We need these small airports for emergencies, disaster preparedness and community open spaces. They were here first and deserve priority in usage of the area. Of course we need to continue to remove toxic substances where feasible like in airplane fuel. Developers need to be told that the state is full and to go get another job since they are no longer wanted and are making live unbearable in a very crowded state. Do not close the airport to support developers who should go the way of coal mining.


Posted by JR
a resident of Palo Verde
on Aug 7, 2021 at 9:09 pm

JR is a registered user.

An investigation is needed to determine whether similar contamination is occurring in Palo Alto due to the Palo Alto Airport, SFO, and SJC planes flying non-stop across city airspace. If such contamination is occurring, traffic needs to be routed 100% over the bay or over the baylands, not over residential areas in the City of Palo Alto. There is especially no reason that planes headed to SFO (two counties north of Santa Clara County) should ever fly below 10,000 feet over Palo Alto airspace.

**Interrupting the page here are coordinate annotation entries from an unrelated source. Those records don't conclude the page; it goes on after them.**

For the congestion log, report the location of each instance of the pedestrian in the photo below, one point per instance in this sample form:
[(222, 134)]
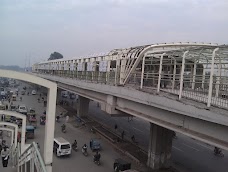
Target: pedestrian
[(38, 146), (115, 127), (5, 156), (122, 135), (3, 117), (67, 118), (133, 138)]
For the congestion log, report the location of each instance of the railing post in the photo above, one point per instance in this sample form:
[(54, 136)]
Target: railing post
[(182, 74), (160, 73), (203, 78), (174, 74), (49, 128), (211, 78), (194, 75), (117, 71), (142, 74), (32, 160)]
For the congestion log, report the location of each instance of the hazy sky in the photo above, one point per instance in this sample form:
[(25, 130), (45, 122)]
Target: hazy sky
[(35, 29)]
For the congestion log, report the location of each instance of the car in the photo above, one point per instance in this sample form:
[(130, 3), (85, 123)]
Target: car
[(33, 92), (42, 119), (22, 109), (95, 144), (22, 92), (121, 165)]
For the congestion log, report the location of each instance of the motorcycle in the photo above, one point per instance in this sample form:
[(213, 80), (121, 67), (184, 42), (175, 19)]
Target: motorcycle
[(63, 129), (218, 153), (57, 119), (96, 161), (84, 152), (75, 148)]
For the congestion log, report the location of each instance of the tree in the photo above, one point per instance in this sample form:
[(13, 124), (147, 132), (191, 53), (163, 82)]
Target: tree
[(55, 55)]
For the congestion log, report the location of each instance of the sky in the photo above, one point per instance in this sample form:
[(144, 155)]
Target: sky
[(33, 29)]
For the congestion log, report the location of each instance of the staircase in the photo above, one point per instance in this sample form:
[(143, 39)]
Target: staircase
[(28, 161)]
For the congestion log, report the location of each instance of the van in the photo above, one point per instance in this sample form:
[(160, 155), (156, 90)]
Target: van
[(61, 147)]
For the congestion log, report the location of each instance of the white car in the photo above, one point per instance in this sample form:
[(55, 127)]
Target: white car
[(22, 109), (33, 92)]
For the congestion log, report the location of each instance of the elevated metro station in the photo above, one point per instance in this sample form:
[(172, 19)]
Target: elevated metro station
[(178, 87)]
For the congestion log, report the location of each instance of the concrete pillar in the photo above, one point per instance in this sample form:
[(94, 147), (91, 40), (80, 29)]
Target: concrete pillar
[(160, 146), (83, 106), (122, 70), (110, 105), (50, 128)]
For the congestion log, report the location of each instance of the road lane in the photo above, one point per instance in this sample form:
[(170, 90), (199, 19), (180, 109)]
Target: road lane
[(77, 161)]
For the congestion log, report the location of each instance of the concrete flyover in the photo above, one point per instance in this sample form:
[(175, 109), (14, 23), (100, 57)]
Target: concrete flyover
[(51, 107), (14, 131), (176, 87), (208, 126), (17, 115), (13, 136)]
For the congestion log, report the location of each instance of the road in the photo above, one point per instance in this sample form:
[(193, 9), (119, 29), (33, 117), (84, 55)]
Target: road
[(77, 161), (188, 155)]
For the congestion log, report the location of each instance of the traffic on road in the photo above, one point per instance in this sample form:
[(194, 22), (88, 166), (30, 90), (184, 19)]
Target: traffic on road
[(77, 148)]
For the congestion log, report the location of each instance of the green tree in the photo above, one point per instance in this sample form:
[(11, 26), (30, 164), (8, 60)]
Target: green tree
[(55, 55)]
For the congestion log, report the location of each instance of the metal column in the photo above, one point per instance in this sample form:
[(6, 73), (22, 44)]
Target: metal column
[(182, 74), (211, 78)]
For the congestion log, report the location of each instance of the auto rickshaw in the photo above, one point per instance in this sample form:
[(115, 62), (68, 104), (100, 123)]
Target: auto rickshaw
[(30, 134), (42, 119), (32, 120)]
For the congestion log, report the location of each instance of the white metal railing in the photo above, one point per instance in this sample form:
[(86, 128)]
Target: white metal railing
[(31, 160)]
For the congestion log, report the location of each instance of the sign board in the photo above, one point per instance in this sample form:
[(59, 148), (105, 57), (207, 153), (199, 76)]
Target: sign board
[(72, 66), (80, 67), (103, 66), (90, 66)]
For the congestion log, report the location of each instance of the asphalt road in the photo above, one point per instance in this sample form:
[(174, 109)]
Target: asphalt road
[(188, 155), (77, 161)]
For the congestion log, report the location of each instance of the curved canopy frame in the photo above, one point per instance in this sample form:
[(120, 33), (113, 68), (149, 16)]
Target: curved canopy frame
[(163, 48), (13, 134), (51, 107)]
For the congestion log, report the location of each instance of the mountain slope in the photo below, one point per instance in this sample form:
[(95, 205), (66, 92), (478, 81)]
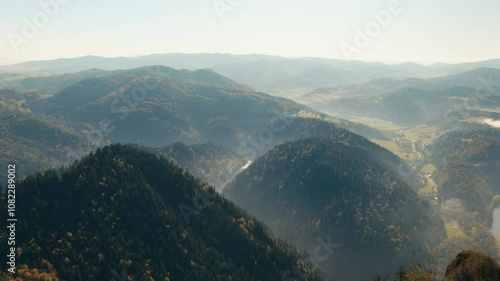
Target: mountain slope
[(326, 188), (121, 208), (166, 106)]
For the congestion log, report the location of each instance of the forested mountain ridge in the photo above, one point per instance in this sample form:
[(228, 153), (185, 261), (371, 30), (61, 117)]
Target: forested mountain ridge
[(326, 188), (127, 210)]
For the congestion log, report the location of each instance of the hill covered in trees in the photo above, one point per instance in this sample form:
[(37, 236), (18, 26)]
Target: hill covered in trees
[(337, 190), (124, 211)]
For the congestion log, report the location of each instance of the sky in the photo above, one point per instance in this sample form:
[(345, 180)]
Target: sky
[(422, 31)]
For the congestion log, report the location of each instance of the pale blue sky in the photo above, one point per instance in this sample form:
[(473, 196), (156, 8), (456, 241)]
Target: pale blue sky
[(426, 31)]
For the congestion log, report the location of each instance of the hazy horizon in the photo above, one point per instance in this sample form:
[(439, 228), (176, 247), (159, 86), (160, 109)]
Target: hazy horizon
[(10, 61), (423, 32)]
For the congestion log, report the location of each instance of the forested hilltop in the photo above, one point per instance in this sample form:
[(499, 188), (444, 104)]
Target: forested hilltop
[(127, 210)]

Posted by Resident 1-Adobe Meadows
a resident of Adobe-Meadow
on Aug 8, 2021 at 2:49 pm

Resident 1-Adobe Meadows is a registered user.

One concern for the Palo Alto Airport is that there are groups that want to expand the business base by adding commuter planes and commuter helicopters. That is moving the rationale for the airport from private flyers and flying clubs to commercial entities which would have a non-stop activity level. That should be looked at as it was not the original reason for having the airport. And for the residents it is not a reasonable activity to have non-stop air traffic from multiple sources.


Posted by Me 2
a resident of Old Palo Alto
on Aug 9, 2021 at 4:12 pm

Me 2 is a registered user.

"An investigation is needed to determine whether similar contamination is occurring in Palo Alto due to the Palo Alto Airport, SFO, and SJC planes flying non-stop across city airspace. "

Jet-A, used in turbine engined planes (i.e., most of the passenger aircraft in-and-out of SFO/SJC/OAK) is unleaded. While I agree it would be good to reroute passenger jets away from Palo Alto, leaded fuel is not the right horse on which to ride.